Wherry [9] recognizes the need for a HSM in public key infrastructures (PKIs) to protect the cryptographic keys. Lorch et al. [10] uses an IBM 4758 cryptographic coprocessor to protect keys in a secure online repository for PKIs. The author's were able to store more than 800 2048-bit RSA key pairs on the device's secure storage. The PKI system interfaces with the HSM using a PKCS#11 interface. Keys are generated in the coprocessor and the private key is never extracted. The RSA implementation is used to sign certificates, while the public key can be extracted to the application. A PIN is necessary to access the coprocessor.

Beyond actual systems, several protocols and HSM applications have been proposed. Rssler et al. [11] applied a HSM to an e-voting electronic ballot box. The HSM is used for decrypting and verifying the signature of cast votes. The votes decryption is done solely inside the electronic ballot box during the counting process. Voters sign their ballot using a smart card, e.g., their citizen card. Only the HSM is capable of counting votes, using its private key. The author recommends 1024 bit RSA or 160 bit ECC keys for an actual implementation.

Additionally, authors have proposed using a HSM to secure web services by providing secure storage for keys and cryptography algorithms in the TLS protocol, but also for providing a complete security service, not just an algorithm implementation [12], [13].

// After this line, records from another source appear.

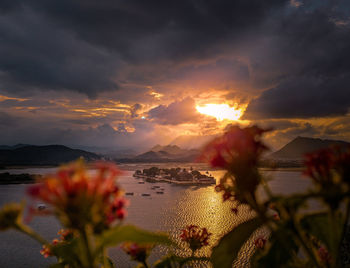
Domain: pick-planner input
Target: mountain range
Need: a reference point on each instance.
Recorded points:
(42, 155)
(23, 154)
(168, 153)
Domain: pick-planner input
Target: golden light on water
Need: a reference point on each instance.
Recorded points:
(221, 111)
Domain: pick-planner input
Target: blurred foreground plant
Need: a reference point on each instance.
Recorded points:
(298, 238)
(90, 206)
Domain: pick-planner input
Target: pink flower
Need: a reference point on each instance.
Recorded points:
(324, 255)
(236, 146)
(238, 151)
(80, 197)
(195, 237)
(260, 242)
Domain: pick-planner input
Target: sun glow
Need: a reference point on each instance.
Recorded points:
(221, 111)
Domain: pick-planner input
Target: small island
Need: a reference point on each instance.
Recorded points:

Martina et al. [14] presents OpenHSM, an open cryptographic protocol to manage private keys in an application embedded in a HSM. The protocol was implemented with a customized FreeBSD system. The authors introduced administrator and operator groups to manage private keys inside the HSM. The hardware was projected to be tamper proof using a Security Unit (SU) to manage all sensors and protection mechanisms. The OpenSSL library and SQLite database were used to provide smart card support, data storage, secret sharing and X509v3 certificates.

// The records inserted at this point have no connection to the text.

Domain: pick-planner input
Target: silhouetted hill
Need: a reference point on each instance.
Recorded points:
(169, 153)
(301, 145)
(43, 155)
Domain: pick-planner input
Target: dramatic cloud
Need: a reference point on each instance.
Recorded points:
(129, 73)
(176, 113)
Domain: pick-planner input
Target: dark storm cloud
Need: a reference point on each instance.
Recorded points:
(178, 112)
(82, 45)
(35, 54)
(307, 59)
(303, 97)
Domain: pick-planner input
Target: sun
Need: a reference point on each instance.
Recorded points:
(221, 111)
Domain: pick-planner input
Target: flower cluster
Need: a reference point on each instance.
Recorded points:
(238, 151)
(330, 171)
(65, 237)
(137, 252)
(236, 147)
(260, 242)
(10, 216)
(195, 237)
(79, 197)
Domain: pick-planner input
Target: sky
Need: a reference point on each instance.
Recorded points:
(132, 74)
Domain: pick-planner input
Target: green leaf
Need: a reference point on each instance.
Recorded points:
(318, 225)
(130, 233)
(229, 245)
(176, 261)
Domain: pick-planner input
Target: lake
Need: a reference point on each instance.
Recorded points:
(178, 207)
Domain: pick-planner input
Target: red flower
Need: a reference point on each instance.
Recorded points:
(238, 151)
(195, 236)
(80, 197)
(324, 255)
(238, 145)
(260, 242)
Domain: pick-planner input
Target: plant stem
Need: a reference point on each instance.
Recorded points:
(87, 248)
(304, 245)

Apart from developed systems, several market HSMs

have been studied. Kehret et al. [15] studied two devices. VaultIC460, a secure microcontroller manufactured by Inside Secure with a RISC CPU. It includes a varied offering of cryptographic algorithms, such as, AES encryption, publickey cryptography with RSA and ECC, Message Authentication Code (MAC), SHA, SSL support, as well as a random number generator. Additionally it includes several authentication mechanisms for users, to secure the connection between the application and device. It includes 112 KB of tamper resistant memory for key storage. ATECC508A from Microsemi is a small security controller with the asymmetric key algorithms: ECDSA and ECDH, along with SHA, a TRNG and storage of up to sixteen 256 bit keys. These types of controllers, in general, are not suitable for this work. They are very limited, with no symmetric key algorithms, preventing encryption of large amounts of data. They are designed to be added to Internet of Things devices.

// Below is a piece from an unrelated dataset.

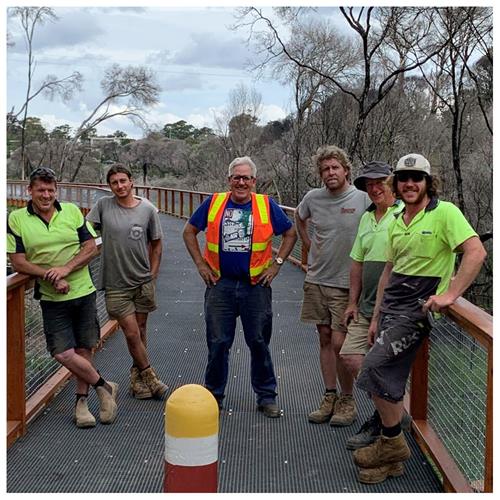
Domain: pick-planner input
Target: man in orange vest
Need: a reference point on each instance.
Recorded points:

The survey [16] studies the features of four HSM on the market, Keyper v2 by AEP, nShield Connect 6000 by Thales, Safenet Luna and Utimaco CryptoServer. All devices support authentication using smartcards, password or a PIN. The AEP and Utimaco also have additional smartcard integration, for backing up the device's internal keys. All devices have tamper resistant storage, a TRNG, as well as a varied range of supported cryptographic services. Several AES encryption modes for both 128 and 256 bit keys, SHA, HMAC and public-key cryptography with RSA. ECDSA and ECDH are supported by the devices from Safenet and Utimaco. All devices provide a PKCS#11 interface implementation for all cryptography services. The provided API can be used to build an application adapted to each user's requirements. The PKCS#11 implementation does not output any unencrypted sensitive information, such as keys.

One of the smallest and cheapest devices, the YubiHSM 2 by Yubico [17], is a USB sized device for  $\in$ 650. It supports several SHA algorithms, RSA, the asymmetric key ECC algorithms: ECDSA and ECDH, with multiple curves, a TRNG and the AES-CCM authenticated encryption algorithm. It provides a PKCS#11 implementation, 128KB of tamper resistant storage for keys, and an authenticated and encrypted connection, between the PKCS#11 API calls and the device. Compared to these HSMs which provide a PKCS#11 interface along with the device, the proposed solution offers a lower cost system with an API optimized for secure communications, using a SmartFusion2 SoC.

## **IV. PROPOSED SOLUTION**

This paper proposes a low cost system based on a HSM responsible for securing communications between individuals and organizations. The HSM acts as an intermediary, where the data is forwarded and received back, before it is sent to its destination. The SmartFusion2 SoC was analysed to function as a HSM, and be used as the HSM of the system. The board integrates a non-volatile FPGA with a SoC, an internal Non-Volatile Memory (eNVM) of 512 KB and SRAM-PUF secure storage. Its RAM has 64 KB protected against SEU or 80 KB

unprotected. The board has an embedded ARM Cortex-M3 processor with a TRNG and some cryptography algorithms: AES, SHA-256, HMAC and ECC. The device also has tamper detection mechanisms which can be used to trigger zeroization, which erases all its information.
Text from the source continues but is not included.